The business has diversified geographically and by revenue model, but the diversification has its own complexity: 114 subsidiaries across 35+ countries, each with its own regulatory requirements, and total litigation exposure of ₹44,353 million across 174 proceedings. The IPO is fundamentally a deleveraging exercise, with three-quarters of proceeds earmarked for repaying the debt taken to acquire G6.

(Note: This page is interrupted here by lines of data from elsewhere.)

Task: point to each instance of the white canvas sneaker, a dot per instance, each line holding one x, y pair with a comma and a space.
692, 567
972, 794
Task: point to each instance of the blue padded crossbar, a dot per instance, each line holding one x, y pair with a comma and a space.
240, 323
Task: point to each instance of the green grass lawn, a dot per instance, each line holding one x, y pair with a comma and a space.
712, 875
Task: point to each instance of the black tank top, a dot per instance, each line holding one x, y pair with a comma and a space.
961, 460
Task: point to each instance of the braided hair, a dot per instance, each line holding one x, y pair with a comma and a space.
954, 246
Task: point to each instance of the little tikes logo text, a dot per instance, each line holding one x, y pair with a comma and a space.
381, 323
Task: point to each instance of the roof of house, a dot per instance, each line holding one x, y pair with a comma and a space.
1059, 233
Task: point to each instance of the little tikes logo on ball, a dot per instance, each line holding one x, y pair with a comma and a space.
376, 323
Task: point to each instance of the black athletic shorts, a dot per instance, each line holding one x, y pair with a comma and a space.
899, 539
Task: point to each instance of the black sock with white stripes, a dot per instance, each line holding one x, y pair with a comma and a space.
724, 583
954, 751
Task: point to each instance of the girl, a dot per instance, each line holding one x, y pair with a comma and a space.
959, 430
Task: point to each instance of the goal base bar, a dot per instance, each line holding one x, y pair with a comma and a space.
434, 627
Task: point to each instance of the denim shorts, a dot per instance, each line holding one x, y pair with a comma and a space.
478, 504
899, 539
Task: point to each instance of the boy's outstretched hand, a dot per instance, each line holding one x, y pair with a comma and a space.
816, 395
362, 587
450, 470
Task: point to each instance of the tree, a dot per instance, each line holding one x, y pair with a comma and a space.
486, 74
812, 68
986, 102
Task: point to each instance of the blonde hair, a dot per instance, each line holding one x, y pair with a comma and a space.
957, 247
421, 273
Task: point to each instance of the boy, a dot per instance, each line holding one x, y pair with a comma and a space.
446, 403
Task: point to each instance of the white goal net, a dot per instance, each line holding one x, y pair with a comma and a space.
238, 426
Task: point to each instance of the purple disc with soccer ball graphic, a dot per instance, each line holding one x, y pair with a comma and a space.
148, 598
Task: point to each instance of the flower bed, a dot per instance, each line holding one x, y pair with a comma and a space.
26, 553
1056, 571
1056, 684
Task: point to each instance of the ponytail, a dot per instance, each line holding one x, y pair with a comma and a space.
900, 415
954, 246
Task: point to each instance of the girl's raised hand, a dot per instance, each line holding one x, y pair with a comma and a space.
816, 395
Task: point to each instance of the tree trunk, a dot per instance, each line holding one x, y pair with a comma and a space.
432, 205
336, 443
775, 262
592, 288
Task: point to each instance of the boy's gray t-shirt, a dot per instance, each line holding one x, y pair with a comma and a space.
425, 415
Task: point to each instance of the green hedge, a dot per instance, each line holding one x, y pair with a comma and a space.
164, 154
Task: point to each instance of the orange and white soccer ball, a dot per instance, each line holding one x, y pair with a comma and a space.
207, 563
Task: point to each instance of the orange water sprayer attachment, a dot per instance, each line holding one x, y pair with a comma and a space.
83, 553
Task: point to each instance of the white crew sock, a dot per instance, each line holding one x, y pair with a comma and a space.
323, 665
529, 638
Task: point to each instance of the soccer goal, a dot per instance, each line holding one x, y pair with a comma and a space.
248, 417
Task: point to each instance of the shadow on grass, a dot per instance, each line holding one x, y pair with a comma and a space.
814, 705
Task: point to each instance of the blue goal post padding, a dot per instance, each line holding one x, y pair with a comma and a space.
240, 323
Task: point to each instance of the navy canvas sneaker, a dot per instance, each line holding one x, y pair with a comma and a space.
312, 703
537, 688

The Zostel litigation hangs over the company with a potential 7% shareholding dilution. The promoter's shares are pledged to a Singapore lender. The new brand name is not yet a registered trademark. Contingent liabilities total ₹5,086.63 million. None of these factors are necessarily disqualifying — every IPO has its risks. But they are the kind of details that deserve careful scrutiny from investors, analysts and legal professionals before the issue opens. The UDRHP-I, to its credit, discloses them all.
The question is whether the market will price them in.
Editorial note & disclaimer. This article is a section-by-section analytical reading of OYO's Updated Draft Red Herring Prospectus-I dated 29 June 2026, prepared by the Legal Wires editorial team. All financial figures are as disclosed in the UDRHP-I unless otherwise noted. The article is provided for informational and educational purposes and does not constitute legal, financial or investment advice. Prospective investors should consult qualified legal counsel and registered investment advisers, and read the UDRHP-I in full before making any investment decisions. SEBI's observation letter dated 2 June 2026 is a confirmation that disclosure requirements have been met — it is not an approval or endorsement of the issue, the company's projections, or the investment merits.